Great benchmark of the different data types, thanks for sharing.

Have you by chance tried any other architectures using the same benchmarks? e.g. gpt2 and bert as they are very distinct from t5.

I’ve just tested the same script with some of the mbart variants and as expected, fp16 is faster for those.

1reaction

dsuesscommented, Jun 27, 2021

By running everything with CUDA_LAUNCH_BLOCKING=1 under the line profiler, I found that this and this check for infinite values take up more time than I expected.

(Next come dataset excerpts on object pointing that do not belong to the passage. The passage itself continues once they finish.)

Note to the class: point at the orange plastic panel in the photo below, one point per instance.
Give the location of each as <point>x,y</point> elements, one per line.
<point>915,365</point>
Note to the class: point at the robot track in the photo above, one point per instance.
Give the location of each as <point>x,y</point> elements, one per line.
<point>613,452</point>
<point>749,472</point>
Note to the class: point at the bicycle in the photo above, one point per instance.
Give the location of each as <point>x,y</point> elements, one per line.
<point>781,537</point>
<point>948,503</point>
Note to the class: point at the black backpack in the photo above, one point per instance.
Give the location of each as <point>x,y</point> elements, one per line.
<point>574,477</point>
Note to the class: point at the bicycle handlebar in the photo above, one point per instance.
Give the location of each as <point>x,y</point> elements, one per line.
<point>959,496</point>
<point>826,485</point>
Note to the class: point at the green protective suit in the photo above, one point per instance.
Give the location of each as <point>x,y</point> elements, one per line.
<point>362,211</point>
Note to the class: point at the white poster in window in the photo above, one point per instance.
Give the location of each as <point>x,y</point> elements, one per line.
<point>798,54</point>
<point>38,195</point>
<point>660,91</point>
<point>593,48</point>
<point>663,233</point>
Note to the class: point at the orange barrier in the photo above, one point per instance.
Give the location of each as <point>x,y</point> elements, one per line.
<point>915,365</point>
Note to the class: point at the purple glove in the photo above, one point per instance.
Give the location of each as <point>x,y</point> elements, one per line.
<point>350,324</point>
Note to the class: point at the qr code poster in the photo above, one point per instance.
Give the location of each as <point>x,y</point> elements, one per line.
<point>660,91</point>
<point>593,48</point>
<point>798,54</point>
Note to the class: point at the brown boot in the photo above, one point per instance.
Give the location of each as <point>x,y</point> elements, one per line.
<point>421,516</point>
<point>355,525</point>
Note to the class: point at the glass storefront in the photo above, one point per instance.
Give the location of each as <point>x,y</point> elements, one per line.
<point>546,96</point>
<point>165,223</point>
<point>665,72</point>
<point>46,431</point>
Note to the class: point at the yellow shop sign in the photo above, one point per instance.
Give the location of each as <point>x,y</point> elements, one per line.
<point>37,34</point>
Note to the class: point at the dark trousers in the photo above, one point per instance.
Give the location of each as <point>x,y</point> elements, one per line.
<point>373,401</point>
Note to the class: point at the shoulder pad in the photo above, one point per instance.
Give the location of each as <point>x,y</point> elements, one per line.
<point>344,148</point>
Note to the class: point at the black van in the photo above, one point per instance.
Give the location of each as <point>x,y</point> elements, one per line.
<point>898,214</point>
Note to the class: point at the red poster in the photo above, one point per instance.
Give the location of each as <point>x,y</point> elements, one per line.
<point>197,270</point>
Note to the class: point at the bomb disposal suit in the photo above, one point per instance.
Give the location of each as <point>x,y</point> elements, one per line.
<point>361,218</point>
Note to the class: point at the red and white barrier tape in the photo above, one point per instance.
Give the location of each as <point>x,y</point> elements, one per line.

After removing those checks, this is what I end up with:

$ export BS=16; rm -r output_dir; PYTHONPATH=src USE_TF=0 CUDA_VISIBLE_DEVICES=0 \
python -m cProfile -o profile.prof  ./examples/pytorch/translation/run_translation.py --model_name_or_path t5-small --output_dir /tmp/zero3 \
--overwrite_output_dir --max_train_samples 10 --max_eval_samples 1600 --max_source_length 12 \
--max_target_length 128  --do_train --num_train_epochs 1 \
--per_device_train_batch_size 4 --per_device_eval_batch_size $BS --learning_rate 3e-3 --warmup_steps 8 --predict_with_generate \
--logging_steps 0 --save_steps 2 --eval_steps 1 --group_by_length --adafactor --dataset_name wmt16 \
--dataset_config ro-en --source_lang en --target_lang ro \
--source_prefix "translate English to Romanian: " --do_eval
...
***** eval metrics *****
  epoch                   =        1.0
  eval_bleu               =     0.3251
  eval_gen_len            =    10.2375
  eval_loss               =     3.6796
  eval_runtime            = 0:01:03.89
  eval_samples            =       1600
  eval_samples_per_second =      25.04
  eval_steps_per_second   =      1.565

The same with --fp16_full_eval:

***** eval metrics *****
  epoch                   =        1.0
  eval_bleu               =     0.3258
  eval_gen_len            =    10.2406
  eval_loss               =     3.6797
  eval_runtime            = 0:01:01.43
  eval_samples            =       1600
  eval_samples_per_second =     26.043
  eval_steps_per_second   =      1.628

Note that I had to dial up the number of eval examples since this measurement was quite noisy on the shared system I used. However, the FP16 was faster most of the time. If someone could double check these observations under more reliable circumstances, that’ll be great.